Atrás, un pequeño hacía cuentas en un cuaderno escolar.

Alrededor del recinto deambulaban algunos turistas. Vacilé apenas puse el pie adentro.

Me sentía incómoda; no era la inquietud que uno siempre experimenta al entrar en una iglesia desconocida; era cierto rechazo a acercarme a la figura de Cristo. Pero Barbara ya había comenzado a andar por una de las naves laterales, y la seguí.

Sobre las paredes de piedra blanca se veían placas que representaban los sufrimientos y la muerte de Cristo. No me detuve a contemplarlas. Recordé la observación de mi madre de que el Cristianismo era una religión de sacrificios humanos y me sentí obligada a darle la razón. A mitad de la nave hice una gran pausa para observar una estatua elaboradamente ornamentada de la virgen María. Sobre una mesa pequeña emplazada ante la estatua ardían unas cuantas velas, y el aire estaba cálido y cargado de aroma a incienso y a cera derretida. La luz de las velas titilaba sobre los ropajes de madera tallada de la virgen María.

Las manos de María se extendían generosas; su boca se curvaba apenas en una sonrisa. Pero en su expresión había algo que no encajaba. El artista que había pintado los rasgos había dado a su piel un tinte varios tonos más oscuro que el habitual blanco pálido. Los ojos eran oscuros, capturaban las sombras. Carecía de la delicadeza que había visto en otras representaciones de la Madonna; los rasgos parecían más indios que españoles. Parecía mayor que la célebre doncella María. Mayor y más sabia.
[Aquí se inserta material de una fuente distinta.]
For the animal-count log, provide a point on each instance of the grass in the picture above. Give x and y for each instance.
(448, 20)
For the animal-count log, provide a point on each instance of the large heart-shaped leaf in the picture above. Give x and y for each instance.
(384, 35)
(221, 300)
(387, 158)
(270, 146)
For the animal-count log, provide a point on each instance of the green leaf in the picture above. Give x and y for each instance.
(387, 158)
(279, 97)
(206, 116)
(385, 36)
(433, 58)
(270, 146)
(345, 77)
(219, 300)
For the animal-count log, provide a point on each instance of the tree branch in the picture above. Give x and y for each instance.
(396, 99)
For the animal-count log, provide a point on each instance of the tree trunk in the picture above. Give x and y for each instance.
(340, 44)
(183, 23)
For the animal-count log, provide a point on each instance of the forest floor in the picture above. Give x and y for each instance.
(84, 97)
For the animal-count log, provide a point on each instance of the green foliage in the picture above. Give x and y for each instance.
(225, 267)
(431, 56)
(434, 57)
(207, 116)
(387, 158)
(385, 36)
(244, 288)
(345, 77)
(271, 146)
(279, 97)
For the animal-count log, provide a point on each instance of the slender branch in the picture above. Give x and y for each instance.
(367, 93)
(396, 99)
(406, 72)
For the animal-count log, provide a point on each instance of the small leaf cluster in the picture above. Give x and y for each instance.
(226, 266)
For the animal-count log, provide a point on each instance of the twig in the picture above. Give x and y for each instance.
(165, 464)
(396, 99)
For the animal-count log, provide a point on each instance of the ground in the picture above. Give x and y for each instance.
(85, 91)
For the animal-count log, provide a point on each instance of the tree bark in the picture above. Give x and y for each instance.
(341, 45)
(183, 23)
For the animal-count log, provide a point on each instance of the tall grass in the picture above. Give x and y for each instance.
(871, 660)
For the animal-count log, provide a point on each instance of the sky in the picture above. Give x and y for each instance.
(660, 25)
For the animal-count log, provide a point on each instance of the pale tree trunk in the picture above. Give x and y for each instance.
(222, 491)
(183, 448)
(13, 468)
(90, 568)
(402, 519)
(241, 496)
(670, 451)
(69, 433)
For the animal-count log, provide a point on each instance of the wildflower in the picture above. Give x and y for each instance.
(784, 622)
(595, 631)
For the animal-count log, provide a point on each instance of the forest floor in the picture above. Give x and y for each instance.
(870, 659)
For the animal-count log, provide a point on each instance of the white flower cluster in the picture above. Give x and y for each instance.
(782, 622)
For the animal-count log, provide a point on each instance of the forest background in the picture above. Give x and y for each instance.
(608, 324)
Su sonrisa delataba cierto saber.

La luz de las velas arrojaba sombras espiraladas sobre sus mejillas, y la frente resultaba curiosamente aplanada. Ahora sentía el incienso con más nitidez: era un olor intenso y resinoso, como el del pino al arder. El mismo aroma que había notado esa noche en la choza de mi madre. La Madonna me observaba desde las sombras. Se había rodeado de penumbra y las velas no bastaban para que la viera con claridad. La reconocí entonces: era el mismo rostro que el de la estatua de piedra que me había mostrado mi madre en su choza.

Me sentí mareada y el estómago me dio vueltas. Aparté la mirada del rostro, di un paso atrás y me apoyé en el extremo de uno de los bancos para no caer. Cerré los ojos y aguardé a que pasara la náusea.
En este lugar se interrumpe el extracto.